Bearberry is shade-intolerant, and is an indicator for forest managers of nutrient-poor, dry to very dry soils. Preferred habitat is dry forests and exposed, sandy areas such as sandhills, or often rocky sites. It is also found in somewhat moister sites, and in disturbed areas such as roadsides.

How to Observe

  1. Mark a plot of bearberry, about one metre by one metre in size.
  2. Record these dates:
    • First bloom: In at least three places in the plot of plants under observation, the first flowers have opened completely (when the first flowers open like little pink “lips” at the tip (in 3 different places).
    • Mid bloom: Approximately half (50%) of the flowers on the plants under observation are open at the tip.

Life Cycle

The flowers bloom from May to June; the fruit matures by mid-August and remains on the plant throughout the winter. It also reproduces vegetatively from rooting stems (called stolons), sometimes forming mats several metres wide.


It blooms relatively early; flowers appear from May to June.


Several varieties are distinguished based on the covering of hairs on the stem. These characteristics are a response to environmental, as well as genetic factors, so the varieties are often not officially recognised.

Not only bears, but also grouse find the dry, mealy berries irresistible.

Common bearberry is the alternate host of one of the most conspicuous diseases of spruce in the prairie provinces, called yellow witches’ broom. Look for evidence of the disease organism, the orange-coloured spore-producing organs produced on purple-brown spots on the underside of the leaves.

Human Uses

Kinnikinnick means “mixture” in Algonkian languages and is used to refer to any of several plants mixed with tobacco as extenders. Dry, ground leaves of bearberry were mixed with the reddish bark of red-osier dogwood and smoked as a tobacco substitute by First Nations People. The leaves were mixed with commercial tobacco once tobacco became available. Although the berries are too dry to eat alone, several northwest First Nations tribes mixed them with fat or boiled them in soups.

Because the berries remain on the branches all year and are rich in carbohydrates, they are an important survival food.

Bearberry has some medicinal properties, for example, as a diuretic. A tea made from the roots can be drunk to treat a persistent cough. This plant is rich in tannin and arbutin and should be used with caution.
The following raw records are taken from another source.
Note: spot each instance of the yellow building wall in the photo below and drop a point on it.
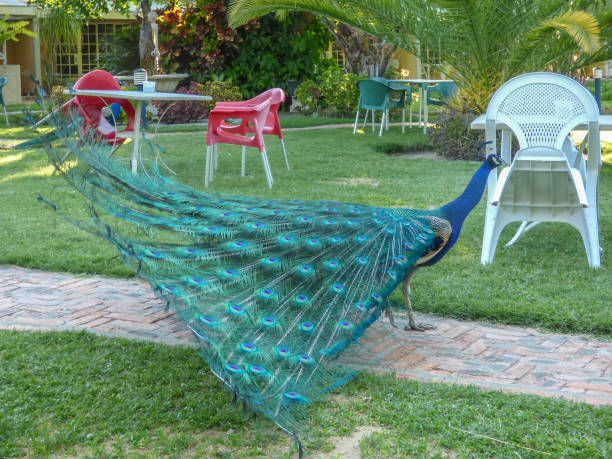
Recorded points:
(21, 53)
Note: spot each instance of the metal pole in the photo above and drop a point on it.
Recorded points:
(597, 77)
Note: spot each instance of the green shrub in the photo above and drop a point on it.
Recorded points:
(264, 53)
(336, 92)
(220, 91)
(119, 52)
(452, 136)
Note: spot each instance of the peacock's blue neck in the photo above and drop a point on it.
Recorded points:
(456, 211)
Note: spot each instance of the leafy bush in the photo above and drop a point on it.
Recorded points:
(194, 111)
(264, 53)
(336, 91)
(119, 52)
(452, 136)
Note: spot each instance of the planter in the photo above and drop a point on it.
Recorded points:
(163, 83)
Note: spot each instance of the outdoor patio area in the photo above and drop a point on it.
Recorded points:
(331, 229)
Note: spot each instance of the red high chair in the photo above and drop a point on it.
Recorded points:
(272, 125)
(90, 107)
(253, 120)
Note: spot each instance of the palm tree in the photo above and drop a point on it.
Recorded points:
(482, 43)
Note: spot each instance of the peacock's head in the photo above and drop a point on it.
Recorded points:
(494, 161)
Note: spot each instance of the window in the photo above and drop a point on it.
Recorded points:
(74, 61)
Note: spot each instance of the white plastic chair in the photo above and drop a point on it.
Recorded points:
(549, 180)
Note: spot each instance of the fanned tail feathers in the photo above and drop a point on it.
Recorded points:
(273, 289)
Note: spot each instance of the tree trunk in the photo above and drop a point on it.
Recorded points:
(362, 52)
(146, 47)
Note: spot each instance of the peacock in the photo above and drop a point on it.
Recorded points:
(274, 290)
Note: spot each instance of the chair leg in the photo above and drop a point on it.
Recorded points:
(285, 153)
(268, 172)
(243, 161)
(208, 161)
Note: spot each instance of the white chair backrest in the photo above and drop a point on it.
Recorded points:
(541, 108)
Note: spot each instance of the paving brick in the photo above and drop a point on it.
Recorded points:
(88, 318)
(408, 361)
(131, 325)
(607, 388)
(96, 323)
(383, 345)
(476, 347)
(136, 318)
(518, 370)
(457, 331)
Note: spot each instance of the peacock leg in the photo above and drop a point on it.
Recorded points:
(389, 315)
(412, 325)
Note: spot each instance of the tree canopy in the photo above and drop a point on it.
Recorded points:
(480, 43)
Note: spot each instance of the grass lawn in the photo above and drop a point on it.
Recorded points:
(543, 281)
(79, 395)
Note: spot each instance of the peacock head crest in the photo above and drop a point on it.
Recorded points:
(494, 161)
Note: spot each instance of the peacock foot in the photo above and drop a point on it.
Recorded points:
(413, 326)
(389, 314)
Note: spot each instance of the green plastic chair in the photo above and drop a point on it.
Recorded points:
(3, 81)
(401, 95)
(444, 91)
(380, 94)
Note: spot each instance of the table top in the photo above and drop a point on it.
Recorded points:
(135, 95)
(605, 123)
(421, 81)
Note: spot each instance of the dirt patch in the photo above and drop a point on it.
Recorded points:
(418, 154)
(357, 181)
(348, 447)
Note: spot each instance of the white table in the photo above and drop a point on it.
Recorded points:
(139, 97)
(424, 85)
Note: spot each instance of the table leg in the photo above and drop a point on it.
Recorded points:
(425, 110)
(420, 103)
(136, 139)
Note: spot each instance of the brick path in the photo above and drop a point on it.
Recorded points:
(512, 359)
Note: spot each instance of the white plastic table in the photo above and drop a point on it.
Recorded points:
(139, 97)
(424, 85)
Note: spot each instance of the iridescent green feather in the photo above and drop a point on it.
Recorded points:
(274, 289)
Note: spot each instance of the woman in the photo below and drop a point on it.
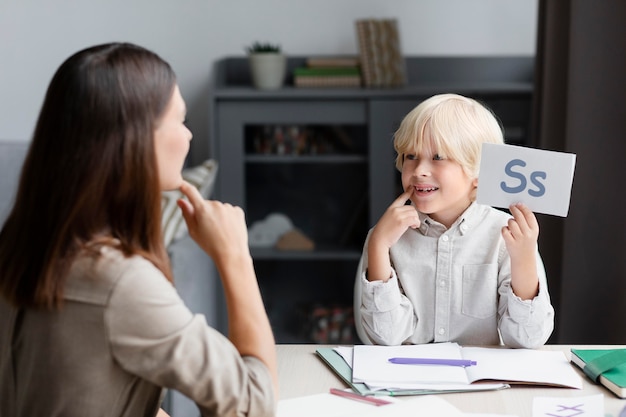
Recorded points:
(90, 323)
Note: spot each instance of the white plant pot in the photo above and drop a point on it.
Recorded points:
(268, 70)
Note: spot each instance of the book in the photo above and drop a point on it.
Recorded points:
(603, 366)
(327, 81)
(333, 61)
(380, 53)
(327, 77)
(338, 364)
(495, 368)
(327, 71)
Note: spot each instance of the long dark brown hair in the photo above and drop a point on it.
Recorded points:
(90, 176)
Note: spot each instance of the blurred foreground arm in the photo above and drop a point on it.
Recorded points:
(220, 230)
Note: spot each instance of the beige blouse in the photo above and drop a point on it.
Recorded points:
(122, 335)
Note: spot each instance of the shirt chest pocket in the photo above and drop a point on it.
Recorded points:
(480, 292)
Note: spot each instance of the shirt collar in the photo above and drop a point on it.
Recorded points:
(466, 221)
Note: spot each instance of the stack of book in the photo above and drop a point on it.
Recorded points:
(381, 57)
(328, 72)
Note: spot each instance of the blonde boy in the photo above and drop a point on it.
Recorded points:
(445, 268)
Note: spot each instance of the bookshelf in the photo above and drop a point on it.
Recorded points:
(324, 158)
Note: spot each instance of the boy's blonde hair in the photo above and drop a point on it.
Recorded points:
(455, 126)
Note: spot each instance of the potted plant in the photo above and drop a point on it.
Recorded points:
(267, 65)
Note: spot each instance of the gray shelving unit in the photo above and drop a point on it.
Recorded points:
(336, 196)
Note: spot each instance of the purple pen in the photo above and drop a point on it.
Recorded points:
(432, 361)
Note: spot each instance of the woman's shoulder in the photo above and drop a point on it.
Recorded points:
(93, 279)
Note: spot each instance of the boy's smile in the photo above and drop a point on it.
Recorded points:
(441, 188)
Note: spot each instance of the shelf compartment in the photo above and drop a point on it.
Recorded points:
(327, 202)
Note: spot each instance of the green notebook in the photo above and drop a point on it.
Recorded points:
(603, 366)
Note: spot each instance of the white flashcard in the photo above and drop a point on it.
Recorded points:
(515, 174)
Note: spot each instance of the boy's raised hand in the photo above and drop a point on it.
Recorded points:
(520, 236)
(522, 232)
(395, 221)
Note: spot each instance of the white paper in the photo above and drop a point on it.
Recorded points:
(584, 406)
(537, 366)
(538, 178)
(371, 366)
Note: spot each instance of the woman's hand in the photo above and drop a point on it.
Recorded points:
(219, 228)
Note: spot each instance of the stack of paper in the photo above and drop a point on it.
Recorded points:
(495, 368)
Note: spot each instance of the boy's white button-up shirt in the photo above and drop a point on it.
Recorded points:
(454, 285)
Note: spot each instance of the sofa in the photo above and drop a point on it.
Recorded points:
(194, 273)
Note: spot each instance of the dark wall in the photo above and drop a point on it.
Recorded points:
(581, 97)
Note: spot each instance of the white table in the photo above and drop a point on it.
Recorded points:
(301, 372)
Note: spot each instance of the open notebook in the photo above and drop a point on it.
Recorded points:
(495, 368)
The leaves have been used to tan hides.

Horticulture (Use in the Garden)

An attractive and hardy ornamental shrub, bearberry is useful as a ground-cover in dry areas of the garden.


Britton, N.L. and H.A. Brown. 1970. An illustrated flora of the northern United States and Canada. 2nd Ed. Vol. 2. Dover Public. Inc. New York.

Douglas, G. 1998. Illustrated flora of British Columbia. Vols. 1-5. British Columbia, Ministry of Environment, Lands and Parks. Victoria, B.C.

Hitchcock, C.L. and A. Cronquist. 1973. Flora of the Pacific Northwest. Univ. of Washington Press, Seattle.

Hultén, E. 1968. Flora of Alaska and neighboring territories. Stanford University Press, Stanford, California.

Kershaw, L. 2000. Edible and medicinal plants of the Rockies. Lone Pine Publishing. Edmonton.

MacKinnon, A., J. Pojar and R. Coupe. 1992. Plants of northern British Columbia. B.C. Ministry of Forests and Lone Pine Publishing.

Marles, Robin J. et al. 2000. Aboriginal plant use in Canada’s Northwest Boreal Forest. Natural Resources Canada. UBC Press. Vancouver.

Moss, E.H. 1983. Flora of Alberta. 2nd Edition edited by J. Packer. Univ. of Toronto Press. Toronto.

Ringius, Gordon S. and Richard A. Sims. 1997. Indicator plant species in Canadian forests. Canadian Forest Service, Natural Resources Canada. Ottawa.

Scoggan, H.J. 1978-79. The flora of Canada. Vols. 1-4. National Museums of Canada. Ottawa.

Turner, N.J. 1987. Food plants of British Columbia Indians – coastal peoples. British Columbia Provincial Museum. Victoria.